KATARINA KRATOVAC
SAQQARA, Egypt – Archaeologists have discovered a new pyramid under the sands of Saqqara, an ancient burial site that has yielded a string of unearthed pyramids in recent years but remains largely unexplored.
The 4,300-year-old monument most likely belonged to the queen mother of the founder of Egypt's 6th Dynasty, and was built several hundred years after the famed Great Pyramids of Giza, antiquities chief Zahi Hawass told reporters in announcing the find Tuesday.
The discovery is part of the sprawling necropolis and burial site of the rulers of ancient Memphis, the capital of Egypt's Old Kingdom, about 12 miles south of Giza.
All that remains of the pyramid is a 16-foot-tall structure that had been buried under 65 feet of sand.
"There was so much sand dumped here that no one had any idea there was something buried underneath," said Hawass.
Hawass' team had been excavating at the location for two years, but only determined two months ago that the structure, with sides about 72 feet long, was the base of a pyramid. The pyramid is the 118th discovered so far in Egypt, and the 12th to be found in Saqqara. Most are in ruins; only about a dozen pyramids remain intact across the country.
Archaeologists also found parts of the pyramid's white limestone casing — believed to have once covered the entire structure — which enabled them to calculate that the complete pyramid was once 45 feet high.
"To find a new pyramid is always exciting," said Hawass. "And this one is magical. It belonged to a queen."
Hawass said he believes the pyramid belonged to Queen Sesheshet, who is thought to have played a significant role in establishing the 6th Dynasty and uniting two branches of the feuding royal family. Her son, Teti, ruled for about a dozen years until his likely assassination, in a sign of the turbulent times.
The pyramids of Teti's two wives, discovered 100 years ago and in 1994 respectively, lie next to it, part of a burial complex alongside the collapsed pyramid of Teti himself.
The Egyptian team is still digging and is two weeks from entering the burial chamber inside the pyramid, where Hawass hopes they will find proof of its owner — a sarcophagus or at least an inscription of the queen, he said.
Finding more than that is unlikely, as robbers in antiquity looted the pyramid, he said, pointing to a gaping shaft on the structure's top, a testament of the plunder.
On Tuesday, workers wearing white turbans and dust-covered robes scurried back and forth, carrying large rocks and bags heaped with sand away from the site.
Using an air brush, one worker cleaned sand from stunning hieroglyphic details on the white limestone casing, while archaeologists studied the inscriptions and students drew blueprints of the pyramid's base.
Dieter Wildung, a leading Egyptologist and head of Berlin's Egyptian Museum, said it was common in the Old Kingdom for kings to build pyramids for their queens and mothers next to their own.

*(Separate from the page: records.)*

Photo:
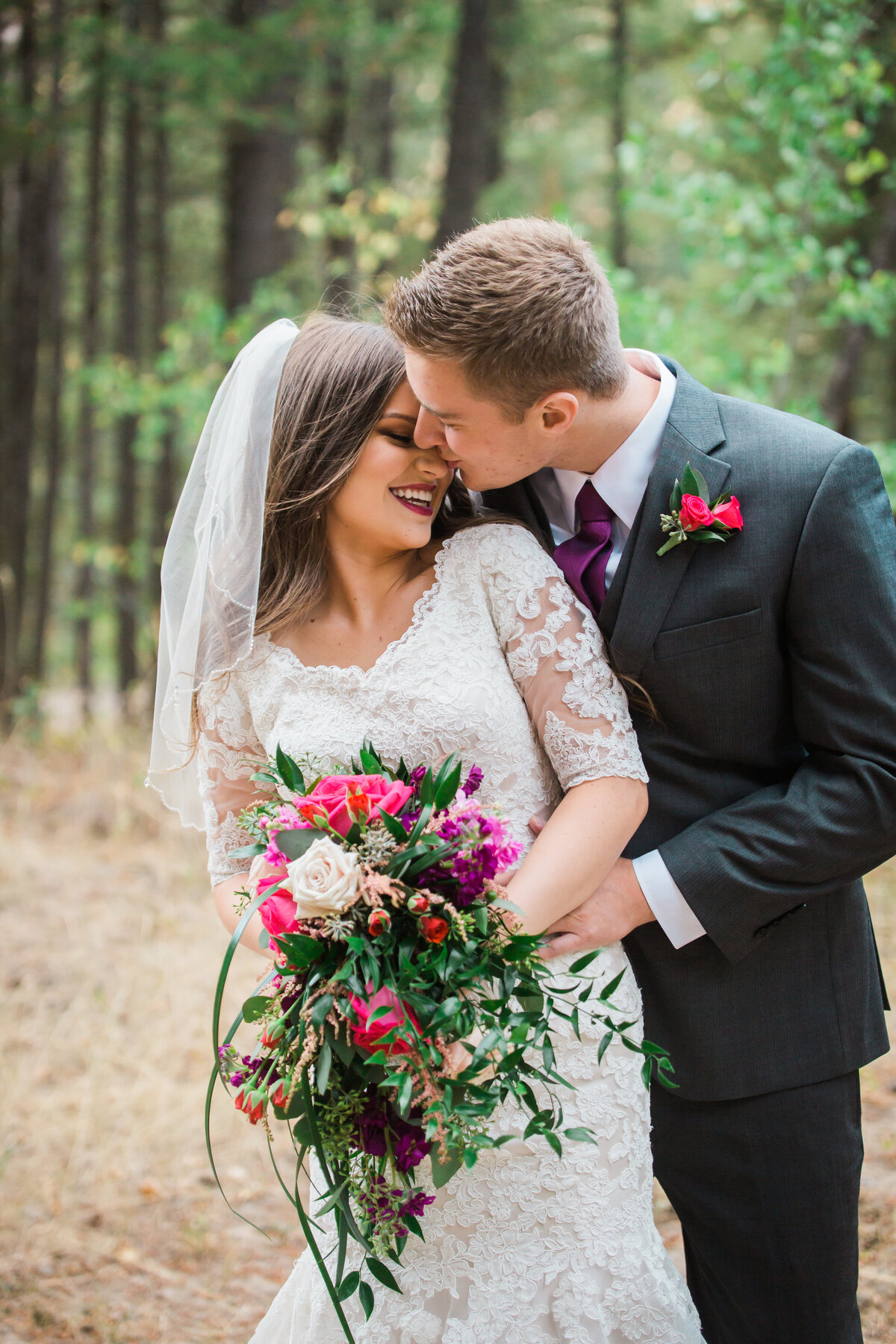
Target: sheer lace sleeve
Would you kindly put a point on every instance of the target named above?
(556, 658)
(228, 753)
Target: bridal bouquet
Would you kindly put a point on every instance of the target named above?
(405, 1004)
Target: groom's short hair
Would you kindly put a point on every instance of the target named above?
(523, 305)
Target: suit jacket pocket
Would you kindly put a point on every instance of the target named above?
(692, 638)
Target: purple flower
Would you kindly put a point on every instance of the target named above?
(415, 1206)
(410, 1148)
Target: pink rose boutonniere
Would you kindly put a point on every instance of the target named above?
(692, 517)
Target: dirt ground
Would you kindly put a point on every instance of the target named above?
(111, 1228)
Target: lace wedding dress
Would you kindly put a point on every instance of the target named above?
(503, 665)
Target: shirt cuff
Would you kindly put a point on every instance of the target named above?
(673, 914)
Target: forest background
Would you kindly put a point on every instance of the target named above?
(175, 174)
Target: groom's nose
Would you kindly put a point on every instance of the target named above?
(428, 432)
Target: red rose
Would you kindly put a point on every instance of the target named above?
(729, 514)
(379, 921)
(335, 791)
(695, 512)
(279, 914)
(435, 929)
(368, 1038)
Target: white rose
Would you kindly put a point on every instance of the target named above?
(324, 880)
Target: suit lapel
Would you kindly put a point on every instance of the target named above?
(645, 582)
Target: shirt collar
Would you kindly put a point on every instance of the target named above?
(622, 480)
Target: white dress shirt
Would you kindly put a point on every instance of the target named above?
(621, 482)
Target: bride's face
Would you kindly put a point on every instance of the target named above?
(395, 491)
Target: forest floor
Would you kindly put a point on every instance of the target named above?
(111, 1228)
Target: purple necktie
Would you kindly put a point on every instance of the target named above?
(583, 558)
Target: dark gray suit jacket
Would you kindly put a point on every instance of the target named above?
(771, 662)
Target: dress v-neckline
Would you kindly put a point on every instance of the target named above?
(422, 609)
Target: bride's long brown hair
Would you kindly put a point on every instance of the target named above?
(336, 383)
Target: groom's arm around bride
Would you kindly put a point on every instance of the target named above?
(771, 746)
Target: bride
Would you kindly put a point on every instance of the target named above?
(326, 582)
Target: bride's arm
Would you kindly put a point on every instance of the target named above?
(576, 848)
(579, 712)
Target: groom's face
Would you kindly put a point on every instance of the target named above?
(474, 436)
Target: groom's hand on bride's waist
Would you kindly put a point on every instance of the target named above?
(615, 910)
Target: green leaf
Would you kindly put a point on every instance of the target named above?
(694, 483)
(249, 851)
(294, 843)
(612, 987)
(366, 1295)
(371, 764)
(300, 949)
(583, 961)
(255, 1007)
(348, 1285)
(448, 786)
(442, 1172)
(386, 1276)
(324, 1062)
(321, 1008)
(405, 1095)
(289, 772)
(394, 827)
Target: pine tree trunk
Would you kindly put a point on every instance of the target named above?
(164, 470)
(55, 335)
(260, 169)
(22, 364)
(476, 117)
(618, 77)
(844, 381)
(379, 111)
(339, 246)
(129, 349)
(89, 349)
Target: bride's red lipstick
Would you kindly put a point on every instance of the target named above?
(415, 505)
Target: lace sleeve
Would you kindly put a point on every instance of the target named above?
(228, 753)
(556, 658)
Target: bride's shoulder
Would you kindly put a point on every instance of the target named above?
(496, 547)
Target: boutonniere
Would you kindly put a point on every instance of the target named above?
(694, 517)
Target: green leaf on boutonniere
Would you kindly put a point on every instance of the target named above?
(694, 483)
(673, 541)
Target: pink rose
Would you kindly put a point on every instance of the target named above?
(368, 1038)
(695, 512)
(279, 914)
(334, 792)
(729, 514)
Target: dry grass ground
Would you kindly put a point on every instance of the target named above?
(111, 1229)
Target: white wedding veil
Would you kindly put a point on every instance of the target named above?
(213, 561)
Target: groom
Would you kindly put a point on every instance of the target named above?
(770, 663)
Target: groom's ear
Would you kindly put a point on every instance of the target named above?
(556, 411)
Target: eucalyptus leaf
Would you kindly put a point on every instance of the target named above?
(293, 844)
(255, 1007)
(366, 1295)
(379, 1270)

"Hawass is likely right" that the pyramid belonged to Sesheshet, said Wildung, who was not involved in the dig. "These parallel situations give a very strong argument in favor of his interpretation."
But Joe Wegner, an associate professor of Egyptian archaeology at the University of Pennsylvania who has been involved in other expeditions at Saqqara, cautioned that until "inscriptional confirmation is found, it's still an educated guess" that the pyramid is Sesheshet's.

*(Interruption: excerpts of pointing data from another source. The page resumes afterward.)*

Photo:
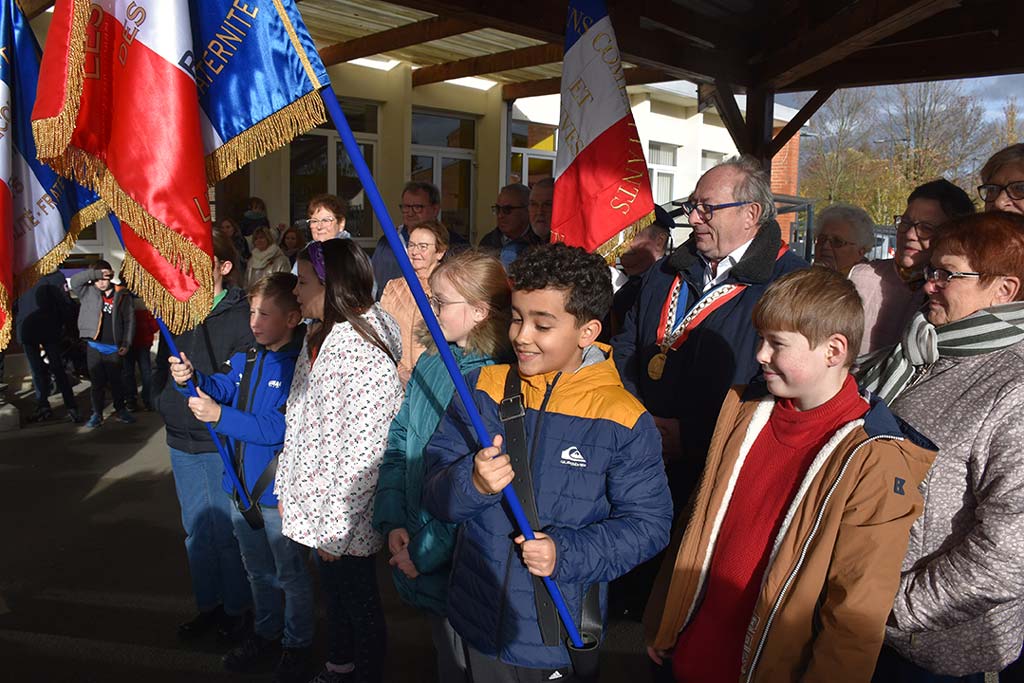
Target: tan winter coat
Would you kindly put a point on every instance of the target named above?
(835, 564)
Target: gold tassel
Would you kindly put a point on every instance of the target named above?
(7, 318)
(617, 245)
(58, 254)
(178, 315)
(274, 131)
(53, 135)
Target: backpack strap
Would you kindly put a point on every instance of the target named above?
(513, 414)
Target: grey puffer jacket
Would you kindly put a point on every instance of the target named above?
(960, 608)
(90, 315)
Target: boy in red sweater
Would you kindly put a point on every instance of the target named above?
(787, 567)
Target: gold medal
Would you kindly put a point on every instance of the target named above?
(656, 366)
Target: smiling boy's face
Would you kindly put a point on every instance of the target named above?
(546, 337)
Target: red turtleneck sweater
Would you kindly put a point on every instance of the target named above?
(711, 647)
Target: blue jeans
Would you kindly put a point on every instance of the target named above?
(214, 560)
(283, 591)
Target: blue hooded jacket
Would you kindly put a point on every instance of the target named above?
(258, 431)
(601, 497)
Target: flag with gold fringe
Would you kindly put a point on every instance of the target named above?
(41, 214)
(602, 189)
(148, 100)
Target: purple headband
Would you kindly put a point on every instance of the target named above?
(315, 251)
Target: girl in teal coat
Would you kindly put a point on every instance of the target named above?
(471, 300)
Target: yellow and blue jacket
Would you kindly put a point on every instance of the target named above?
(601, 496)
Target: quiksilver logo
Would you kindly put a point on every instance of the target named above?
(573, 458)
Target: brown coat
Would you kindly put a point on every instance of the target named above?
(836, 560)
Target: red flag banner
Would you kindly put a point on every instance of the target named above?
(118, 112)
(602, 189)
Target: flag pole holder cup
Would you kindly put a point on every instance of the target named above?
(585, 657)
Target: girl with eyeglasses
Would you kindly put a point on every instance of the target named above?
(428, 244)
(472, 302)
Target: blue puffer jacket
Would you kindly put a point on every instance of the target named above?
(399, 489)
(254, 425)
(601, 496)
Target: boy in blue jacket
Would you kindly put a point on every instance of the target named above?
(595, 473)
(246, 403)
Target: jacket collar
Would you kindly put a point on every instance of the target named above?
(757, 265)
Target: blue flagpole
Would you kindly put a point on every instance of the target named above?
(228, 466)
(355, 155)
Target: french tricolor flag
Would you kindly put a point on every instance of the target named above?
(41, 213)
(602, 189)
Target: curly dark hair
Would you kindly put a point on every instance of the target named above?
(585, 278)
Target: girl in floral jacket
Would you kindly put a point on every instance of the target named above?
(345, 392)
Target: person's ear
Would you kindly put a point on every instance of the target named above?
(1008, 290)
(589, 333)
(837, 350)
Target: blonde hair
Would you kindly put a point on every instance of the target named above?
(480, 280)
(815, 302)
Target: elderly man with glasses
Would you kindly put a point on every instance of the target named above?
(689, 336)
(512, 236)
(891, 289)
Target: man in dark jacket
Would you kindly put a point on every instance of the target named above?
(107, 323)
(39, 325)
(219, 581)
(705, 294)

Although evidence of the queen's existence was found elsewhere in Egypt in inscriptions and a papyrus document — a medical prescription to strengthen the queen's thinning hair — the site of her burial was not known.
The find is important because it adds to the understanding of the 6th Dynasty, which reigned from 2,322 B.C. to 2,151 B.C. It was the last dynasty of the Old Kingdom, which spanned the third millennium B.C. and whose achievements are considered the first peak of pharaonic civilization.
Saqqara is most famous for the Step Pyramid of King Djoser, built in the 27th century B.C.
Excavations have been going on here for about 150 years, uncovering a vast Old Kingdom necropolis of pyramids, tombs and funerary complexes, as well as tombs dating from the New Kingdom about 1,000 years later.
Still, only about a third of the Saqqara complex has been explored so far, with recent digging turning up a number of key finds.
The last new pyramid, found here three years ago, is thought to belong to the wife of Teti's successor, Pepi I.
In June, Hawass' team unveiled a "rediscovery" at Saqqara — a pyramid believed to have been built by King Menkauhor, an obscure pharaoh whose pyramid was first discovered in 1842 but was later buried in sand.